After clearing the low hanging mango trees and scattering street dogs and chickens, participants firstly headed up into Pusuk Pass Forest where they had the opportunity to feed the local grey monkeys known as Pitu with locally grown peanuts. This provided a great deal of entertainment throughout the group and the monkeys were very happy.
Along the route and throughout the tour the excellent guide, Eddie, relived skippers from the helm for the day and took charge providing a comprehensive overview into life on the island. With an inhabitant number of over 3.7 million people on Lombok, which is just 45 miles across and 70 miles long, it certainly makes for a busy place to live. There is no public transport therefore getting around is mainly by moped or motorbike of which there are reported to be over 200,000 registered on Lombok.

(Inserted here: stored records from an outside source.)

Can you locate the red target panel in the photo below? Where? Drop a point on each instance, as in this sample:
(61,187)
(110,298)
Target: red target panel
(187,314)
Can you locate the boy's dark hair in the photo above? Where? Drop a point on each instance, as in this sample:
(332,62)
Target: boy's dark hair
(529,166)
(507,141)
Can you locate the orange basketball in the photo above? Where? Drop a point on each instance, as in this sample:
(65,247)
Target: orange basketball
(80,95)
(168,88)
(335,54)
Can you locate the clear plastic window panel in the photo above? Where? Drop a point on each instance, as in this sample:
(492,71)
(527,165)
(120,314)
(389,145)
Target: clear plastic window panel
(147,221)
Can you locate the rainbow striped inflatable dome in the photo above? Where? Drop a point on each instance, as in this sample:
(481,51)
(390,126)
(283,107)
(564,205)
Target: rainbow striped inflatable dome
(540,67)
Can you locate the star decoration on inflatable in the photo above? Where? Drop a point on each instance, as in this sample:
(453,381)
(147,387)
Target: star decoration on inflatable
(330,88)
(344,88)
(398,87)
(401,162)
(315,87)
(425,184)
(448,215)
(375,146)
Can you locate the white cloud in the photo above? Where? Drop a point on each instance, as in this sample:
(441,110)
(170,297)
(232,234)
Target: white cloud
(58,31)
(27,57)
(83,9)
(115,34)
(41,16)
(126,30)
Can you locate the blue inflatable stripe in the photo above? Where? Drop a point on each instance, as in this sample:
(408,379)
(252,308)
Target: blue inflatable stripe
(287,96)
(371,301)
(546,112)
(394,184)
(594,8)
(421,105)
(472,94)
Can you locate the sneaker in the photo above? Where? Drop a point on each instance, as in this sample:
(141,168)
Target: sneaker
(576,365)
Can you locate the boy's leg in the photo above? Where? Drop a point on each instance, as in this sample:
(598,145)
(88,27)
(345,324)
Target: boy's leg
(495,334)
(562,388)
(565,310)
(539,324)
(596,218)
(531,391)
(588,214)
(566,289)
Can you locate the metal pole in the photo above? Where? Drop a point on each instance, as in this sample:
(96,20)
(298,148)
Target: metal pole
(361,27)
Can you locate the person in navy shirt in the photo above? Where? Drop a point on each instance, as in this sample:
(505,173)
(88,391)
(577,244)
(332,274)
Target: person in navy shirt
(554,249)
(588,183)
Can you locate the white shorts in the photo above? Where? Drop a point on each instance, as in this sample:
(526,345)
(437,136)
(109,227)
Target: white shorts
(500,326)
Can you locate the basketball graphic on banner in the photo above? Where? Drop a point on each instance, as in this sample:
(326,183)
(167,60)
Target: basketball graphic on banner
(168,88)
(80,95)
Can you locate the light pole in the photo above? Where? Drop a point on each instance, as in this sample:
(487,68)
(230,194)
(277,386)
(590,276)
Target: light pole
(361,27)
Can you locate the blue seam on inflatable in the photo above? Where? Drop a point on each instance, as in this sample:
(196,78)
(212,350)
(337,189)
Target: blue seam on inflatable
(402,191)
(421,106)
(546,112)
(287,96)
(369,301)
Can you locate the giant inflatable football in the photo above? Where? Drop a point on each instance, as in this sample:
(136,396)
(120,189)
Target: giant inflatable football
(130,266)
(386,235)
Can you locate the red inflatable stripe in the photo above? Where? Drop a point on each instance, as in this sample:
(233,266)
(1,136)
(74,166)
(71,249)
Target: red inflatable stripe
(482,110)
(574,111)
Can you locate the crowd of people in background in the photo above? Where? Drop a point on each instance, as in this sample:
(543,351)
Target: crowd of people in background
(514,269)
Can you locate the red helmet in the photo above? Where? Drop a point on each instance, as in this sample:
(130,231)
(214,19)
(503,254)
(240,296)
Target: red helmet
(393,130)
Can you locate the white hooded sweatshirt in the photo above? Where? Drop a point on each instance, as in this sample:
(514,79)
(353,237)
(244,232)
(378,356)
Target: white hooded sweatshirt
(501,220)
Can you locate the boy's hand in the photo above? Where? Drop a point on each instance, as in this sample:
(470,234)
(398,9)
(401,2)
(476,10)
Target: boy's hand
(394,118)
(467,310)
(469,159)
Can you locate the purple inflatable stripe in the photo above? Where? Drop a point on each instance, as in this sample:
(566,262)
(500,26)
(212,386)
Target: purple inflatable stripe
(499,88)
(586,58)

Continuing through the pass, taking in views back down across the forest and out towards the coast to the west of the island, the next stop was a local market in Pamenang. This market predominantly contains food stalls providing an abundance of local spices, dried fish and many fruits which all grow well in the surrounding fertile lands. Additional stalls included tobacco and live fowl, so participants got a good overview of the local daily.

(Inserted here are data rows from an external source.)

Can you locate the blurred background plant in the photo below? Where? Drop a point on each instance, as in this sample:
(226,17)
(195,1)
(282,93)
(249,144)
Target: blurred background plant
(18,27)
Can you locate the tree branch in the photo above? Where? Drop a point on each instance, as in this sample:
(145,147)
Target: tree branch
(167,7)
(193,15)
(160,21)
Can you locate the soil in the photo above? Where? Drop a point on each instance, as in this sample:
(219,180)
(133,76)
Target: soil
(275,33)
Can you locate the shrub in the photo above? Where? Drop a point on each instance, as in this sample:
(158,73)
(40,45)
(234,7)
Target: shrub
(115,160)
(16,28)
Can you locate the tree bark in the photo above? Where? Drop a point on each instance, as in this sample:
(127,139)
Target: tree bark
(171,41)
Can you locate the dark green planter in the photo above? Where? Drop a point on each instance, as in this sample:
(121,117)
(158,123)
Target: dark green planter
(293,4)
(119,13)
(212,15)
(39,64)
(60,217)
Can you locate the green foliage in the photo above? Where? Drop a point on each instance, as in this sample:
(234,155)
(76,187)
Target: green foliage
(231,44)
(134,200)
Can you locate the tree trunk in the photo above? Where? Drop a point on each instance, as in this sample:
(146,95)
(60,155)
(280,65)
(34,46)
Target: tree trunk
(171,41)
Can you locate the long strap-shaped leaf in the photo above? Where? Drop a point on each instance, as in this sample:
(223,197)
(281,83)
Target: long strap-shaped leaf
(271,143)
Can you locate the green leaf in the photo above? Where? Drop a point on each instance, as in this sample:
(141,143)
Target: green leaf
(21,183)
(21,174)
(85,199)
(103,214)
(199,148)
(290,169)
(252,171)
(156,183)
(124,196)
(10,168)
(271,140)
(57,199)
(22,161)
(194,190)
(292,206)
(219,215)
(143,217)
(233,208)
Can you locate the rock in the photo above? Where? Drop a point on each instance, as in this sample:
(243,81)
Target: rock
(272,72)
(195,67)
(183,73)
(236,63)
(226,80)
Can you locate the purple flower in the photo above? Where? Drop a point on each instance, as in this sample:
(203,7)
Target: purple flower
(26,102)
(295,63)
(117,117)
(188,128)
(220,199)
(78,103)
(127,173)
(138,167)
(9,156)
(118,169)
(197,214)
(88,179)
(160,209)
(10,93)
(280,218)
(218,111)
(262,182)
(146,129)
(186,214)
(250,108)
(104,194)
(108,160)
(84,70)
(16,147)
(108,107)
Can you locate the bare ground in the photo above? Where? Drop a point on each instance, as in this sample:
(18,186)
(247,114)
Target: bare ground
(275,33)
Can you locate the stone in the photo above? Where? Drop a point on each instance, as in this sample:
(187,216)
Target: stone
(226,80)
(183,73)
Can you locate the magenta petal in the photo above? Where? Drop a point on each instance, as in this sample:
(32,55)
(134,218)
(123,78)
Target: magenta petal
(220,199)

Situated so close to the equator provides two seasons to this part of the world, wet and dry. Lombok is currently still in the dry season, but the rains are expected to come in the next month. Grown during the dry season Eddie identified fields of corn, soya bean and peanuts which are all grown from the months of April to September. Although some types of rice are also grown in the dry season, most rice will be planted and grown in the coming months when the rains begin to fall.
Following a tour round the market, the next stop provided an opportunity to taste the local coffee and purchase arts, crafts and the all-important t-shirts. With a slightly more commercial setup we learned that this shopping area is in fact owned by a local businessman who employs over 300 villagers and provides the very poor with rice and all profits go back into the community.
After gaining so much knowledge and taking in many sites, lunch was calling. Situated on Senggigi beach a splendid seafood lunch was provided by Yessy Kitchen. As previously mentioned, because tourism numbers are still extremely low, the owners and staff were delighted to welcome the World ARC and provide a delicious meal of fresh fish, prawns, squid and clams.
The final location included within the organised tour was a visit to a Hindu temple located on the rocks overlooking Senggigi Bay. Carved from black lava rock Batu Bolong Temple was quite mysterious but provided everyone with a brief overview of this faith. There are in fact many faiths practiced across Indonesia all of which are respected amongst the people.
A total of 8 boats and circa 35 crew members make up the World ARC fleet this year and all boats are now gathered in Medana Bay Marina on the west side of Lombok. Most of the boats have paused in the Pacific and now recommence the rally taking them onwards to the Caribbean to complete their circumnavigation. Already forming a strong bond, the fleet are excited to be on the move again and with the support of World Cruising Club they are sure to experience the very best of each stopover.
Before the start of the journey from Indonesia to Christmas Island on Sunday 18 September, a dinner will be held here the Marina on Friday evening where local foods will be served, and a band will provide entertainment. A fitting send-off after such a fascinating visit to Lombok.